Influence of process parameters on the microstructure and mechanical properties of friction stir welds of AA2014 and AA6063 aluminium alloys using response surface methodology

Abstract

Welding dissimilar alloys of aluminium are quite cumbersome due to their lower melting temperatures and difficulty in welding. To resolve this, solid-state procedure friction stir welding (FSW) is utilized largely in industries. In this present research, dissimilar aluminium alloys AA2014 and AA6063 is joined using the FSW procedure to achieve higher yield strength, ultimate tensile strength and microhardness. Experiments were planned as per response surface methodology (RSM) based central composite design (CCD), for four input parameters (tool pin profile, rotational speed, axial force and traverse speed). Micrographs of the weld show grain refinement and proper fusion of materials which increases the mechanical strength and bonding.

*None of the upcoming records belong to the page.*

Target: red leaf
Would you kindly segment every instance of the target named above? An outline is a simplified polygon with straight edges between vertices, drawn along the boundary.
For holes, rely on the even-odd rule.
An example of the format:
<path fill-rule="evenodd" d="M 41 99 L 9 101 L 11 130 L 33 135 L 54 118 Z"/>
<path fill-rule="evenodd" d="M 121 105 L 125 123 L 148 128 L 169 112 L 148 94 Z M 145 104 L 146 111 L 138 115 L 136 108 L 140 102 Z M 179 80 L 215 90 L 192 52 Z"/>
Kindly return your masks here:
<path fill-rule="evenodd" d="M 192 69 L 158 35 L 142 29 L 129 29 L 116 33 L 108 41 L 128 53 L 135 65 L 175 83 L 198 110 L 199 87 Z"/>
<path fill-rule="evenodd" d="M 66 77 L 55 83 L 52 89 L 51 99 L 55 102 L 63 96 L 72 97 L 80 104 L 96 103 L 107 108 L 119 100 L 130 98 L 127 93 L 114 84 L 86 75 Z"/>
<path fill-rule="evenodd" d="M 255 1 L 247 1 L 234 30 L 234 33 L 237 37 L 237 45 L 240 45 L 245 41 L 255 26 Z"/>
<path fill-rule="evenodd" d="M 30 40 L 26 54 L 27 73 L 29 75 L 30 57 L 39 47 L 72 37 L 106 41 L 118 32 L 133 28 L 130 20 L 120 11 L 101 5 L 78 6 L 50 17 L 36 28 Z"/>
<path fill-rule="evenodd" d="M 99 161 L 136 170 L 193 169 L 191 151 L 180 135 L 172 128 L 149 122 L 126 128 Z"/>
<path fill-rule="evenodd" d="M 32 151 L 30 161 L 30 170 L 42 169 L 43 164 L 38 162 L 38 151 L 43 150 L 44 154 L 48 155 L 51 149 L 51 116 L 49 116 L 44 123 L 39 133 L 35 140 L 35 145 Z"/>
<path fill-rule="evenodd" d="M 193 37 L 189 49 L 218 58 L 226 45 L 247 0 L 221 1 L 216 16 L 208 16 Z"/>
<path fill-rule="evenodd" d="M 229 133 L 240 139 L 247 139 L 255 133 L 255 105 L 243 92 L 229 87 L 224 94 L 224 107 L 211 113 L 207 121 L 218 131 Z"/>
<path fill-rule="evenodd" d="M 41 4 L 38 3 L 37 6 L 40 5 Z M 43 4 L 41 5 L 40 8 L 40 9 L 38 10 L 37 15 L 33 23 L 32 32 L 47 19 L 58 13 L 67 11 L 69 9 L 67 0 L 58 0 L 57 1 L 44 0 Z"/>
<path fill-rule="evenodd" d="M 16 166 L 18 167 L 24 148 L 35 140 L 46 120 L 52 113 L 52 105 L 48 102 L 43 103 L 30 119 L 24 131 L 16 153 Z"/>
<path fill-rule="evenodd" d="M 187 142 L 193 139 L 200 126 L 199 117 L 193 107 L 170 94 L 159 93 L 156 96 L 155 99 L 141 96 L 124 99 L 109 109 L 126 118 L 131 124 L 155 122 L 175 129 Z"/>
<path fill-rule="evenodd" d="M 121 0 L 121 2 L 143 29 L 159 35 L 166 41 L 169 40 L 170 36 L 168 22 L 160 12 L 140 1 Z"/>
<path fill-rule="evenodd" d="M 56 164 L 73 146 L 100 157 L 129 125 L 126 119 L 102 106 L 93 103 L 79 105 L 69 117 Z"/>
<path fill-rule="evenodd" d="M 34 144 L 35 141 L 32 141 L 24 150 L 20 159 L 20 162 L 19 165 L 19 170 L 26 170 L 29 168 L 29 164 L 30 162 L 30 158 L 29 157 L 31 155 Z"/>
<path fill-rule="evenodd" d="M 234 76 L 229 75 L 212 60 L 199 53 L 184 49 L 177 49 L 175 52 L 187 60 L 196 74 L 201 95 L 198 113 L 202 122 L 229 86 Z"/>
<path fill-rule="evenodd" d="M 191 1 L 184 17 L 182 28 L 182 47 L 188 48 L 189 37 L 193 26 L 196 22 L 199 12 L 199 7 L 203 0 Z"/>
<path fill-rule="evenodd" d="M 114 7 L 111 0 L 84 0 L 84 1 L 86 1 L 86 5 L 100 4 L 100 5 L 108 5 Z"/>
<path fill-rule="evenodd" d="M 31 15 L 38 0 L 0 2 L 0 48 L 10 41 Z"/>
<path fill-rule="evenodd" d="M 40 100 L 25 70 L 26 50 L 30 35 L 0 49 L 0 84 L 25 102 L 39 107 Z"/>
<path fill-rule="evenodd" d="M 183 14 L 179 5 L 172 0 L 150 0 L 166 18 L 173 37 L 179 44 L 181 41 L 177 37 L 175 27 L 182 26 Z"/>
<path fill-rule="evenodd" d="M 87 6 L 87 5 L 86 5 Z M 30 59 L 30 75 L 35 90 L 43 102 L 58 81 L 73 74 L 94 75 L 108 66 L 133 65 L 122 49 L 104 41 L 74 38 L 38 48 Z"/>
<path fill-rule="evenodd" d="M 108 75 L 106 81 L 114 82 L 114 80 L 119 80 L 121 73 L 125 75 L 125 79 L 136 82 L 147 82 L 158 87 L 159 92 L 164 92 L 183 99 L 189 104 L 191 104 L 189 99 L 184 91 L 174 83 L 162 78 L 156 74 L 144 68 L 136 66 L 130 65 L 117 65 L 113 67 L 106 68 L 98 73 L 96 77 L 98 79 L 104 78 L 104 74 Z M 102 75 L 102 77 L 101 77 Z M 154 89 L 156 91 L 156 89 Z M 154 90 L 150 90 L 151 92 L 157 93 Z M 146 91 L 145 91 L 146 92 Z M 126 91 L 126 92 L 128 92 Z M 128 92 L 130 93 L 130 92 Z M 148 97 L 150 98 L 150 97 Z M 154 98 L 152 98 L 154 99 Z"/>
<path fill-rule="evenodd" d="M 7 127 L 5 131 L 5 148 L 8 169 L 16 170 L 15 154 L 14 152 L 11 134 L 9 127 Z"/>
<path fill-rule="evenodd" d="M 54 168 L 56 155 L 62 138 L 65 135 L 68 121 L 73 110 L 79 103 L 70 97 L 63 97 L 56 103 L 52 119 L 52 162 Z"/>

Outcomes from the experiment show that the considered input parameters significantly influence all the outputs. The optimum condition was evolved from multiobjective optimization procedure using desirability approach (DA) which are 1010 rpm rotating tool speed, 25 mm min-1 as tool traverse speed, 7 kN of axial force with triangular pin profile. The second-order regression model predicts the output responses with lower residuals and the confirmation experiment outputs produces a maximum deviation of 7.94% with investigational outcomes with optimum condition. Micrographs shows that the heat affected zone (HAZ) region is free from voids, oxides, and cracks. The nugget zone has the flow of materials from both the base metals and the flow track is clearly visible.